Architecture Overview

When a node receives a write (whether as coordinator or replica), the storage engine performs these steps:

uml diagram

The write is considered durable once it reaches the commit log. The memtable update makes the data immediately queryable. Flushing to SSTable happens later, in the background.


Commit Log

The commit log is a write-ahead log providing durability. Its sole purpose is crash recovery—if a node fails before memtables flush, the commit log is replayed on restart.

Commit Log Structure

commitlog_directory/
├── CommitLog-7-1234567890.log    (segment 1 - archived)
├── CommitLog-7-1234567891.log    (segment 2 - archived)
├── CommitLog-7-1234567892.log    (segment 3 - active)
└── CommitLog-7-1234567893.log    (segment 4 - current)

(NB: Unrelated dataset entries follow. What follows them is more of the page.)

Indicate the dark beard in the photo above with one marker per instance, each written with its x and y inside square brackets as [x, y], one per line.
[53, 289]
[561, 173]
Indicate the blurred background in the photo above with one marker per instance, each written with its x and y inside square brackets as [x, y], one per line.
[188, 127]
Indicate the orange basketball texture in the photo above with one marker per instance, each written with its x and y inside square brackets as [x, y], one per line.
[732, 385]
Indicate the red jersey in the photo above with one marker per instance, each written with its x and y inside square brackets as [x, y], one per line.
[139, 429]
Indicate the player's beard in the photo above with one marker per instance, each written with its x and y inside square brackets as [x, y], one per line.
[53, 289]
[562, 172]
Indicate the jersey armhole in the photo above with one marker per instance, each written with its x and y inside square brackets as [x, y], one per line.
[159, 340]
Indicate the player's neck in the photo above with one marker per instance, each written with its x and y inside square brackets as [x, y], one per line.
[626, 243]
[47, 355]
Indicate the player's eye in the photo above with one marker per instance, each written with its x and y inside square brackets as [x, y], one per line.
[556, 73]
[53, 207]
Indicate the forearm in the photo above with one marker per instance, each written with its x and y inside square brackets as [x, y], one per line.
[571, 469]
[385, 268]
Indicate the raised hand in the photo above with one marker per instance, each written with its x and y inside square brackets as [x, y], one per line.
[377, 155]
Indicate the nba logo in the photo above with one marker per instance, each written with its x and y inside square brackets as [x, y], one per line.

Each segment is a fixed-size file. Segments are recycled after all referenced memtables have flushed.

File Naming Convention

Commit log files follow a specific naming pattern:

CommitLog-<version>-<segment_id>.log

Example: CommitLog-7-1702345678901.log
         │         │ │
         │         │ └── Segment ID (base timestamp + sequence)
         │         └──── Commitlog format version
         └────────────── Prefix
Component Description
CommitLog Fixed prefix identifying the file type
version Commitlog serialization format version. Changes between major Cassandra releases when the format evolves.
segment_id Unique identifier combining a base timestamp with a sequence number.

Segment ID Generation:

The segment ID is computed as: base_id + sequence_number

Component Description
base_id Set at Cassandra startup to the greater of: current time (milliseconds) or (highest existing segment ID + 1)
sequence_number Atomic counter starting at 1, incremented for each new segment

This approach ensures:

  • Monotonic ordering: IDs always increase, even across restarts
  • Uniqueness: No collisions from rapid segment creation
  • Recovery safety: If existing segments have future-dated IDs (e.g., clock skew), new segments still receive higher IDs
Example startup scenario:

Existing segments: CommitLog-7-1702345678901.log
                   CommitLog-7-1702345678902.log

Current time:      1702345700000 (greater than max existing)
Base ID set to:    1702345700000

New segments:      CommitLog-7-1702345700001.log  (base + 1)
                   CommitLog-7-1702345700002.log  (base + 2)
                   CommitLog-7-1702345700003.log  (base + 3)

Version History:

Version Cassandra Version Notes
6 3.0 - 3.11 Introduced with storage engine rewrite
7 4.0+ Current format
# List commit log segments
ls -la /var/lib/cassandra/commitlog/

# The base timestamp approximates when Cassandra started
# (first segment ID after restart reflects startup time)

Configuration

# cassandra.yaml

# Sync mode determines durability guarantees
# periodic: sync every N milliseconds (default)
# batch: sync after each write batch
commitlog_sync: periodic
commitlog_sync_period_in_ms: 10000

# For batch mode
# commitlog_sync: batch
# commitlog_sync_batch_window_in_ms: 2

# Segment size (default 32MB)
commitlog_segment_size_in_mb: 32

# Directory (should be on fast storage, separate from data)
commitlog_directory: /var/lib/cassandra/commitlog

# Maximum total space for commit log segments
commitlog_total_space_in_mb: 8192

Sync Mode Comparison

Mode Configuration Latency Data Loss Window
Periodic (10s) commitlog_sync: periodic Lowest Up to 10 seconds
Periodic (1s) commitlog_sync_period_in_ms: 1000 Low Up to 1 second
Batch (2ms) commitlog_sync: batch Higher Up to 2ms
Batch (50ms) commitlog_sync_batch_window_in_ms: 50 Medium Up to 50ms

Understanding Filesystem Buffering and fsync

To understand why 10-second periodic sync is acceptable, it is necessary to understand UNIX filesystem architecture.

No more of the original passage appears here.